RiVER Enables Reinforcement Learning Without Ground-Truth Labels

A team from Microsoft Research published RiVER on June 25, pushing Qwen3-8B up 8.9% on ALE rating rank and GLM-Z1-9B-0414 up 9.4% without ground-truth labels. The framework extends reinforcement learning with verifiable rewards (RLVR) to score-based optimization tasks—problems where no canonical correct answer exists and quality is measured on a continuous scale.

FIG. 02 RiVER performance gains: model improvements on ALE rating rank versus benchmark improvements on exact-solution tasks. — Microsoft Research RiVER paper, arxiv.org/abs/2606.27369v1

Standard RLVR pipelines, the machinery behind DeepSeek-R1 and the o-series, depend on binary verifiers: unit tests, formal proofs, exact-match answer checkers.
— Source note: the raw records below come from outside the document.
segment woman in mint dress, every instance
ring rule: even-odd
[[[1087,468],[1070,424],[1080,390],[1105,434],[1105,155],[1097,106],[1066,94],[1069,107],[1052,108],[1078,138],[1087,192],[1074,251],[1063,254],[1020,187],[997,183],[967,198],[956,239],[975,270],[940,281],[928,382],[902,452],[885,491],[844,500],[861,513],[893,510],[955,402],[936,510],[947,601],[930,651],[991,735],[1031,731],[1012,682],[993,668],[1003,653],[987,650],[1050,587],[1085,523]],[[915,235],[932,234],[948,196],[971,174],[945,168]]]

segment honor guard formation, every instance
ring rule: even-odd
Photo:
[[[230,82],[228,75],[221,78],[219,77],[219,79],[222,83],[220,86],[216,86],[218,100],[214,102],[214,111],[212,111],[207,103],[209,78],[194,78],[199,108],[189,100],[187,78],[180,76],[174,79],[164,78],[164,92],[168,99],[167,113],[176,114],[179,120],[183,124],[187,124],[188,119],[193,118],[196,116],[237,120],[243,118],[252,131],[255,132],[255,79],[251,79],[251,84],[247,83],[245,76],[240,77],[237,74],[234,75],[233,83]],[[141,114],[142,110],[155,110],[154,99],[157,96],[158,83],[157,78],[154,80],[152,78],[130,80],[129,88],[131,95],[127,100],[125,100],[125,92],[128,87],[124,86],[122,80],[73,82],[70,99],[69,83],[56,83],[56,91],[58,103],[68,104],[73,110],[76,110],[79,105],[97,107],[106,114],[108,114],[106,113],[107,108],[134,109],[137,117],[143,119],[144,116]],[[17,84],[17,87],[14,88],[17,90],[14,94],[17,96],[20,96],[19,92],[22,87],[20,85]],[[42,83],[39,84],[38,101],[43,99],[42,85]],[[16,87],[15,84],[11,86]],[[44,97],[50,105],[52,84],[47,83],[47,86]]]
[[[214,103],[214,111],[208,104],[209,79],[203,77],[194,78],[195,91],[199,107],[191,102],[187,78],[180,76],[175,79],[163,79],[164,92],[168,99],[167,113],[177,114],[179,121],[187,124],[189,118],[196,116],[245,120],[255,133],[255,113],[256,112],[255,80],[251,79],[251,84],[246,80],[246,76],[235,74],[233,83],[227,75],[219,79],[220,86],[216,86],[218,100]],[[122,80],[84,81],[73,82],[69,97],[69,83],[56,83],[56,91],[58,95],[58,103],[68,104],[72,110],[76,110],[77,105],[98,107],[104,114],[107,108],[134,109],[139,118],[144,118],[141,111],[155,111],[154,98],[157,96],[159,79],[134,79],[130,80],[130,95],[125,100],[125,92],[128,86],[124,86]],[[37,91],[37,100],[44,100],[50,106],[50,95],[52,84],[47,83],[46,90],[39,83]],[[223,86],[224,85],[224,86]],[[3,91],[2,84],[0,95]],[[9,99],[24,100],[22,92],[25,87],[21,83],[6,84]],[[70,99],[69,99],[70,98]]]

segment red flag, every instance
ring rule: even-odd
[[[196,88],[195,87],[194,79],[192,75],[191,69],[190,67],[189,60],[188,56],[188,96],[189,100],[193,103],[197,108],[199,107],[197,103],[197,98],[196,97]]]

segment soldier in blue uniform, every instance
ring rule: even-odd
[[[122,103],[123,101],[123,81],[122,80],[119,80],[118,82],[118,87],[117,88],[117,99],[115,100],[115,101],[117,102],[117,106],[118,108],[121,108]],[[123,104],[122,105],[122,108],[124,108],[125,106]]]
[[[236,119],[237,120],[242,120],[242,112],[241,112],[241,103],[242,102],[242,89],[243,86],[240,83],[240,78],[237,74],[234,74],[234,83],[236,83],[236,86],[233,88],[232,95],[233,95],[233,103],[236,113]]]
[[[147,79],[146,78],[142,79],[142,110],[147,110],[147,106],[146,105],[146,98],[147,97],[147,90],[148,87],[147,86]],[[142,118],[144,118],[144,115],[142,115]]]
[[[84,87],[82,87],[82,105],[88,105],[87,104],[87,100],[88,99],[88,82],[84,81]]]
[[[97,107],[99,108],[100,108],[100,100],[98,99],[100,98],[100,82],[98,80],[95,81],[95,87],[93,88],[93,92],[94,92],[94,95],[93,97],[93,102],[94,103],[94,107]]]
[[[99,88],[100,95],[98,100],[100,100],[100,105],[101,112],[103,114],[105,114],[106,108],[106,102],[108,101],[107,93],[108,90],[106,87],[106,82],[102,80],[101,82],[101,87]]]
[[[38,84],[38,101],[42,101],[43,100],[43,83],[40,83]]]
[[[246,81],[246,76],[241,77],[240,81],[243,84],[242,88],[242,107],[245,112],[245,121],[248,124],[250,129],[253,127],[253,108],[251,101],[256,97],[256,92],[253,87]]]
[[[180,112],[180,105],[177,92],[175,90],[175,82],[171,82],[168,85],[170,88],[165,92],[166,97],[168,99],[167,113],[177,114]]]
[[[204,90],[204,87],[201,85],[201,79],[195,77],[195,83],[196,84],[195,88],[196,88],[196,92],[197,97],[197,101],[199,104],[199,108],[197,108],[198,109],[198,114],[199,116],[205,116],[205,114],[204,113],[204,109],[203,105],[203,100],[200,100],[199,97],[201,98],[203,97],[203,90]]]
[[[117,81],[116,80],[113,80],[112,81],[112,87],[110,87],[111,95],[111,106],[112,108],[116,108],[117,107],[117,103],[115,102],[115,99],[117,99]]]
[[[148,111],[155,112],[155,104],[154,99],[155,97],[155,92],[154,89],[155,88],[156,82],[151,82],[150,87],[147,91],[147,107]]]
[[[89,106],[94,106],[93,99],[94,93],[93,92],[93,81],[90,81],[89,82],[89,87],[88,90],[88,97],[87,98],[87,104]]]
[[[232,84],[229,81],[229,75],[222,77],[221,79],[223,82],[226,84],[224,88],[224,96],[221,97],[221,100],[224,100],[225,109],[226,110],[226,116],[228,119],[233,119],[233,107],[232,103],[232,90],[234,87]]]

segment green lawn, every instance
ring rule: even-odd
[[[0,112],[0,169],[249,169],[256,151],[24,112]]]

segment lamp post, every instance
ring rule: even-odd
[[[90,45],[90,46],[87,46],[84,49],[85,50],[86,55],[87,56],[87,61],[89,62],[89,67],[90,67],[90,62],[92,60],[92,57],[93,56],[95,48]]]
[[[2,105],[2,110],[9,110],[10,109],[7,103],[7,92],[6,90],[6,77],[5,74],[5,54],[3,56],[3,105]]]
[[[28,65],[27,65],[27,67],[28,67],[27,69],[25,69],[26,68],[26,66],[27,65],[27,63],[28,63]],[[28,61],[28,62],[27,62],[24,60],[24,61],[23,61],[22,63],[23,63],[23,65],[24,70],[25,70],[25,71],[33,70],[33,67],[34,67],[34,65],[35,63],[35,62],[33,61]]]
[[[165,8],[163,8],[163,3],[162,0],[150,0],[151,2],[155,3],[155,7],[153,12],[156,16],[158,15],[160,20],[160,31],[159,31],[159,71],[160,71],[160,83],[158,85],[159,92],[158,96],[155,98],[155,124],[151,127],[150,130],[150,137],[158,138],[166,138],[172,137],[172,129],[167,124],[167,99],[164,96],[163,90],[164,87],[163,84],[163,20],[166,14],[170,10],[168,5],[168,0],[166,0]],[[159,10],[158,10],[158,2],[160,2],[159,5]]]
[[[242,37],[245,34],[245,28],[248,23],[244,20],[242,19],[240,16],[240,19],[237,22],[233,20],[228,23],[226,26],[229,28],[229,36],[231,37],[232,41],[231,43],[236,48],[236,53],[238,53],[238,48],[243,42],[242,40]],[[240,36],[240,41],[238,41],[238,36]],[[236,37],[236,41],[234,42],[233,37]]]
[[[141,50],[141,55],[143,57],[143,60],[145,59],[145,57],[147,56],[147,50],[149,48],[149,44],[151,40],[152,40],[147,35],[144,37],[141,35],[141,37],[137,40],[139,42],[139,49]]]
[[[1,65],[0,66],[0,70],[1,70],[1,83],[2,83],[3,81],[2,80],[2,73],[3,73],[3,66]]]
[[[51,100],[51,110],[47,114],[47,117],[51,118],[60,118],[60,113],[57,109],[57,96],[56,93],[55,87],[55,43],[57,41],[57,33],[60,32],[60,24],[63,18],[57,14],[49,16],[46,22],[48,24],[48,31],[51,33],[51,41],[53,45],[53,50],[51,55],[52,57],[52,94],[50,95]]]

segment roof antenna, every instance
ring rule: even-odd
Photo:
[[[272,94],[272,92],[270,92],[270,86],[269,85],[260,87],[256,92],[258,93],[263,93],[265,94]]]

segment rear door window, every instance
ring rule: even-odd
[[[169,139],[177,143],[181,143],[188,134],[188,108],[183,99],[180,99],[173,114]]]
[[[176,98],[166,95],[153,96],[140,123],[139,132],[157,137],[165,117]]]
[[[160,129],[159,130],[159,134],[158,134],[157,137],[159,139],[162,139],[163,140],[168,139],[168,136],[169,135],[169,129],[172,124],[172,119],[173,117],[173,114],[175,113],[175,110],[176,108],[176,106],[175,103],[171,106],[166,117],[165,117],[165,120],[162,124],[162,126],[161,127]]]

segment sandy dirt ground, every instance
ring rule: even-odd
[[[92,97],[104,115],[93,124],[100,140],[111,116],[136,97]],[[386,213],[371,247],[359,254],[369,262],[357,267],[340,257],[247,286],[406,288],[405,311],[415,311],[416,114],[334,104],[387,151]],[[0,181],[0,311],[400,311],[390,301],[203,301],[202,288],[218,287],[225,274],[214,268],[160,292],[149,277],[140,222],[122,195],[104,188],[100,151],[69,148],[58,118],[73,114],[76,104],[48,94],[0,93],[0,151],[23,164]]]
That works for math and competitive programming where answers are right or wrong. It breaks down for scheduling, routing, combinatorial optimization, and heuristic code challenges where outputs are "better" or "worse" by score, not correct or incorrect. RiVER makes group-relative policy optimization (GRPO) work on continuous reward signals.

The paper identifies two failure modes when teams plug raw execution scores into GRPO. Scale dominance: score magnitudes vary wildly across problem instances, so a problem with thousands-scale scores dominates gradient updates over one with single-digit scores. Frequency dominance: when sampling multiple rollouts per problem, mediocre solutions appearing frequently accumulate more weight than rare high-quality outputs. RiVER's fix is calibrated reward shaping—normalize rewards instance-wise, then up-weight top-ranked solutions in each batch while keeping bounded feedback for the rest.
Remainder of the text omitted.